L’enfant unique n’a pas une personnalité type due au manque de frère et sœur,
mais il peut être confronté à des problèmes spécifiques. Cet enfant est souvent
l’unique objet d’amour de ses parents. La surprotection de certains parents
peut fragiliser les enfants et les empêcher de prendre confiance en eux. La
fratrie a un rôle déterminant dans l’épanouissement de l’enfant. Elle lui donne
le sens du jeu et la possibilité d’interpréter des rôles, l’aide à développer
sa créativité et sa spontanéité, lui permet d’exprimer son agressivité et lui apprend
à la canaliser, ce qui le prépare à la vie en société. Cependant, il y a
quelques avantages pour les enfants uniques. L'enfant qui grandit seul à la maison
acquiert plus d'aisance avec les adultes. Elevé entre deux adultes, il est
souvent stimulé intellectuellement. Souvent entouré d'adultes, il apprend également
à parler plus tôt et enrichit rapidement son vocabulaire.
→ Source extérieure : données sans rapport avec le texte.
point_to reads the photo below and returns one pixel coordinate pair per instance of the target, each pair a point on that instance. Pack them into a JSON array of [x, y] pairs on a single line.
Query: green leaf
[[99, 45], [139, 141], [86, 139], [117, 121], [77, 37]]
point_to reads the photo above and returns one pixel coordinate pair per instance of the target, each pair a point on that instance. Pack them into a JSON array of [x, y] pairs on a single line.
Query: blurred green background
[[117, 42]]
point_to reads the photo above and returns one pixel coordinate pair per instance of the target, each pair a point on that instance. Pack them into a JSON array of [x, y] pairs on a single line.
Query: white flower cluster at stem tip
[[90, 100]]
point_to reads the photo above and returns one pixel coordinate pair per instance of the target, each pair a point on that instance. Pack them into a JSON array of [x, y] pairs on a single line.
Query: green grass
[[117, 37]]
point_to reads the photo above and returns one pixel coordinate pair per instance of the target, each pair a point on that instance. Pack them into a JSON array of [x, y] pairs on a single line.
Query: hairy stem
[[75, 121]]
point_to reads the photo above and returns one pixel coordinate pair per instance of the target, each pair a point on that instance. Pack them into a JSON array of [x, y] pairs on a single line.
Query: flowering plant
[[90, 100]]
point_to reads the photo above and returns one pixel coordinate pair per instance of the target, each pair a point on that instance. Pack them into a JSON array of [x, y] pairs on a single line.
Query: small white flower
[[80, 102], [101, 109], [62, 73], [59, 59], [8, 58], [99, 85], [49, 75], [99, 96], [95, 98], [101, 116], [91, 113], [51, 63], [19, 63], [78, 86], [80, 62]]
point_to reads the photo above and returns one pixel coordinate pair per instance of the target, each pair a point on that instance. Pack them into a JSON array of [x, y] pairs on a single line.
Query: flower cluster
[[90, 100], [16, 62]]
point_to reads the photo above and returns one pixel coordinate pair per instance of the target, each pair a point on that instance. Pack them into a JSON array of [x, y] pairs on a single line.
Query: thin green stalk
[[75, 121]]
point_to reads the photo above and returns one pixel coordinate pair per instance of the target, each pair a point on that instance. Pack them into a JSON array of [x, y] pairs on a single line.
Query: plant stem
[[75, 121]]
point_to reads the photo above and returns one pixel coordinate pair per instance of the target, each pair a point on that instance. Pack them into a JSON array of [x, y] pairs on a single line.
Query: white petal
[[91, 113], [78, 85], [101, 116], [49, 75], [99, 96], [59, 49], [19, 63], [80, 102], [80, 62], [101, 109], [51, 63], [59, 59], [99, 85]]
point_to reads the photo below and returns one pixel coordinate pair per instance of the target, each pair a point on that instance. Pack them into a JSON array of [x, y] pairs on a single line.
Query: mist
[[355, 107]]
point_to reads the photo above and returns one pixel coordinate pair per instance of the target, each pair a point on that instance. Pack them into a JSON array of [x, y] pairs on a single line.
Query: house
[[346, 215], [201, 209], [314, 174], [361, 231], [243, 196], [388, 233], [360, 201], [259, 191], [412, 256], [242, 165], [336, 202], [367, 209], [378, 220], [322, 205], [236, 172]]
Y a-t-il un type d’éducation à promouvoir?
Ce qui est important dans l’éducation
de l’enfant unique, c'est l'attention et l'écoute que l'on lui apporte. Il faut
ouvrir la famille vers l’extérieur, accueillir des visites, recevoir des amis. Inviter
régulièrement cousins, cousines, petits copains à la maison ou amener l’enfant
vers eux est un bon moyen de le confronter à ses pairs. De même, il est
important de le faire participer aux colonies de vacances, qu’il fréquente les
clubs sportifs et associations culturelles. Une scolarisation précoce, si elle
est bien vécue par l’enfant, peut également l’épanouir. Il ne faut cependant
pas aller à l’encontre de la personnalité de l’enfant, il faut respecter son
caractère, ses passions et ses intérêts.
Quels sont les risques pour les parents à ne pas assurer une certaine
distance qui autonomise l’enfant?
Le risque pour l’enfant unique
est qu’il est souvent le seul objet d’amour de ses parents. Au centre de toutes
les attentions, l’enfant unique est souvent surprotégé. Ce qui lui confère un
profond sentiment de sécurité et une impression de toute-puissance, cependant,
il hésite parfois à s’aventurer à l’extérieur, de peur d’être remis en
question. L’enfant unique est souvent très entouré par ses parents mais il
connaît aussi la solitude et, parfois l’ennui, la tristesse. La situation de
l’enfant unique devient particulièrement délicate lorsqu’il se retrouve seul
avec un des deux parents le plus souvent la mère. Cette dernière, totalement
accaparée par son enfant, est tentée d’avoir 0avec lui un lien exclusif. De
cette trop grande proximité peut naître une confusion des rôles, notamment
lorsqu’il s’agit d’un garçon. Cet enfant mâle que la mère entoure de toute sa
tendresse peut devenir inconsciemment l’amant interdit. Si le manque
d’affection chez cette mère persiste, les liens avec son fils peuvent devenir
passionnels. Les mères qui élèvent seules leur enfant doivent se préserver un
temps pour elles et conserver une vie intime. Même si le père est absent, il faut
parler de lui et le faire exister dans la tête de l’enfant.